My father, Jerry Anderson, died on this date six years ago from complications of chronic lymphocytic leukemia.

I wrote this poem on his next birthday because I missed him.

I still miss him.

(***Update 12/2015: This weekend I went through a few boxes of my mother's carefully saved items. In one box I found every card my dad ever sent her. Made me miss him all over again***)

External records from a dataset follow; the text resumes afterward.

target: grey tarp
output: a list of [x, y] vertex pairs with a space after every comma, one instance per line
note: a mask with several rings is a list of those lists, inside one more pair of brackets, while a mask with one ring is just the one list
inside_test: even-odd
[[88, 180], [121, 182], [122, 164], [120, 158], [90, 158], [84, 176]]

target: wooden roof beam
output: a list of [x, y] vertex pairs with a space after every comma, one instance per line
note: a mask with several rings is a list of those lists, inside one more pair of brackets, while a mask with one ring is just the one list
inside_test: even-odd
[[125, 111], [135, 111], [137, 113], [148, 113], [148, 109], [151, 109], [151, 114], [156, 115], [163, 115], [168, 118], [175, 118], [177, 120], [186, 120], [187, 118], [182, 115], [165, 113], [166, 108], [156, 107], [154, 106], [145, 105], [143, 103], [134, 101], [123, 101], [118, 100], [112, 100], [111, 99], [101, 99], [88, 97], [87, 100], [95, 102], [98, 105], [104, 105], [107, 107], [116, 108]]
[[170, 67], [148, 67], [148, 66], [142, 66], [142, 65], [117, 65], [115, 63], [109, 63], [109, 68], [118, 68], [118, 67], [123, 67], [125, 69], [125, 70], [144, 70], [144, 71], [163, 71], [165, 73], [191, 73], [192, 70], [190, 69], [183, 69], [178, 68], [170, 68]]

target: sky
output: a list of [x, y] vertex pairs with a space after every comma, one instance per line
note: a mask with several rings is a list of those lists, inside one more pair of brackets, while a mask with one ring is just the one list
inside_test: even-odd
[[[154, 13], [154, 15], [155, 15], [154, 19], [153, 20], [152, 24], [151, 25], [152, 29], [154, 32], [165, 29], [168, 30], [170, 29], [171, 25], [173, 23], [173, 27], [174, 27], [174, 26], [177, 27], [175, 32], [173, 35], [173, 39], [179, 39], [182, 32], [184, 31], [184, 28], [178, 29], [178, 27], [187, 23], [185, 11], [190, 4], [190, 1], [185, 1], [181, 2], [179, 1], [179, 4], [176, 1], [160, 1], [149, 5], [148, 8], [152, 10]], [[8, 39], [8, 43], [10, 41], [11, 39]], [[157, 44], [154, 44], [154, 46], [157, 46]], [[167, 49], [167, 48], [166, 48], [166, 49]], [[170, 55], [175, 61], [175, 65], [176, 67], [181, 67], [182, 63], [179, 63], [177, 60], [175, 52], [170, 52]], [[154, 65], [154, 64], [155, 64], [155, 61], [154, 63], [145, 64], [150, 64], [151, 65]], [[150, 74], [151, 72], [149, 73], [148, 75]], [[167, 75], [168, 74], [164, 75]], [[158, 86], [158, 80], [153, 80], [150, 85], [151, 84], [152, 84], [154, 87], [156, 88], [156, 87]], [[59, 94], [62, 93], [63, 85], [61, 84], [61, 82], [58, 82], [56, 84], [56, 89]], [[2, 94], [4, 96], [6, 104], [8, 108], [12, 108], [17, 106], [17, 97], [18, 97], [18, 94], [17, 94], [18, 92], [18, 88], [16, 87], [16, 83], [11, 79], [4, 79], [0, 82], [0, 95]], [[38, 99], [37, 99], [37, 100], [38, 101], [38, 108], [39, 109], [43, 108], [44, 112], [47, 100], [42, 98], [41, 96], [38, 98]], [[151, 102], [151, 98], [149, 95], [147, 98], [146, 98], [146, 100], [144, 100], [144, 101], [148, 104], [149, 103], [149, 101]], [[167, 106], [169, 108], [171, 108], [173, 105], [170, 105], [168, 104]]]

Happy Birthday from your Not-So-Little Girl
You wore the uniform of the elderly
A band-aid on your elbow and a striped polo tee
A dark belt hiking up your faded old slacks
Your basement packed with things from the past
Inside your clothes
There was too much room
You had never been this skinny
You had never been so cold
I will never again hear your stories retold

Now that you’re gone
I see you everywhere
In slow moving vans
Pocket protectors and grey hair
But none of these strangers have your sputtering laugh
Or twenty-five napkins of penned physics graphs
None of them read me the Little House books
Or made TV dinners when Mom couldn’t cook
You ate Quaker Oat Squares
Sat on cracked vinyl chairs                                                                          
Used felt tipped pens
Had church choir friends
Liked big band tunes
Duct-taped vacuums

But now your basement is empty
And your clothes have been donated
There’s no more chocolate cake for your birthday
And I don’t feel like your little girl anymore

To help other families battling blood cancers, I'm working with Team in Training and the Leukemia & Lymphoma.

If you'd like to donate, here is my FUNDRAISING PAGE.


  1. It's a beautiful tribute, Ann! I'm so sorry for your loss, but your dad would be proud of all you've accomplished!

    1. Thanks. I'd like to think that somehow he knows, but I don't really know how all that afterlife business works. (I'm not sure anyone does.)